No Brasil, o caso da talidomida foi associado ao misoprostol nos discursos médico-científicos e na mídia, por causa dos possíveis efeitos teratogênicos do medicamento para os fetos nos casos de aborto malsucedidos. Em matérias publicadas e jornais e revistas, o tom era carregado, e falava-se até que o Cytotec poderia ser responsável por uma “geração de monstros”.

Leia mais: Revolucionário e vilão: a trajetória do abortivo Cytotec no Brasil  

“Devemos refletir sobre a construção do conhecimento científico em torno do misoprostol como um mosaico conformado a partir da contribuição de vários campos do conhecimento que se uniram, em torno de um objetivo comum, estabelecer um fato científico definido pelo risco teratogênico que traria, junto consigo, o perigo de uma nova “talidomida”, escreve Thayane Lopes Oliveira, em sua tese sobre a trajetória do misoprostol no Brasil.

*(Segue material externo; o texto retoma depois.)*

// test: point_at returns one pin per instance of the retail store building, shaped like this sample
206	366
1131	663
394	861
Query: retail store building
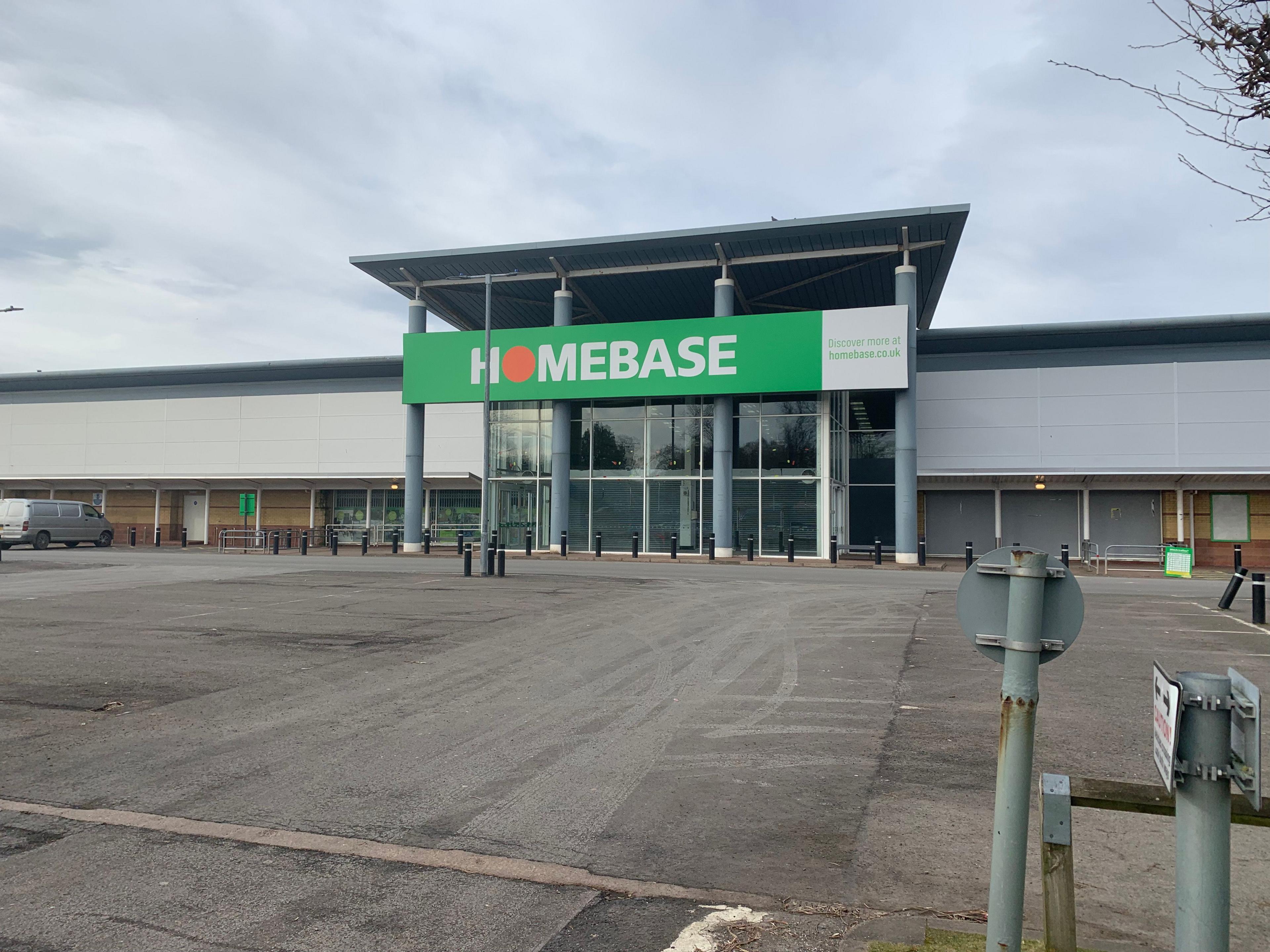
1140	432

Apesar dessa associação, a historiadora observa que não encontrou nas fontes analisadas no período “afirmação acabada e consensual sobre o perigo teratogênico” do medicamento. Na maioria dos trabalhos, há apenas menção ao fato de que o Cytotec “indica o risco ou aponta possível risco”. Segundo ela, atualmente, “trabalhos no campo da saúde pública e saúde coletiva apontam para possibilidade de oferecer um aparato que permita a utilização do misoprostol com segurança”. Com isso, seria possível observar os ganhos para a redução da mortalidade materna, acrescenta.

O caso da talidomida deu dimensão mundial para debate sobre a segurança dos medicamentos. Já as pesquisas realizadas sobre o misoprostol pelo Grupo de Prevenção ao Uso Indevido de Medicamentos (GPUIM), vinculado ao Departamento de Farmácia da Universidade Federal do Ceará (UFC), consolidaram o grupo institucionalmente e atraíram a atenção para o reconhecimento de que aumentar a vigilância sobre o Cytotec seria essencial para a segurança da sociedade, puxando uma discussão nacional sobre a construção de um sistema nacional de farmacovigilância.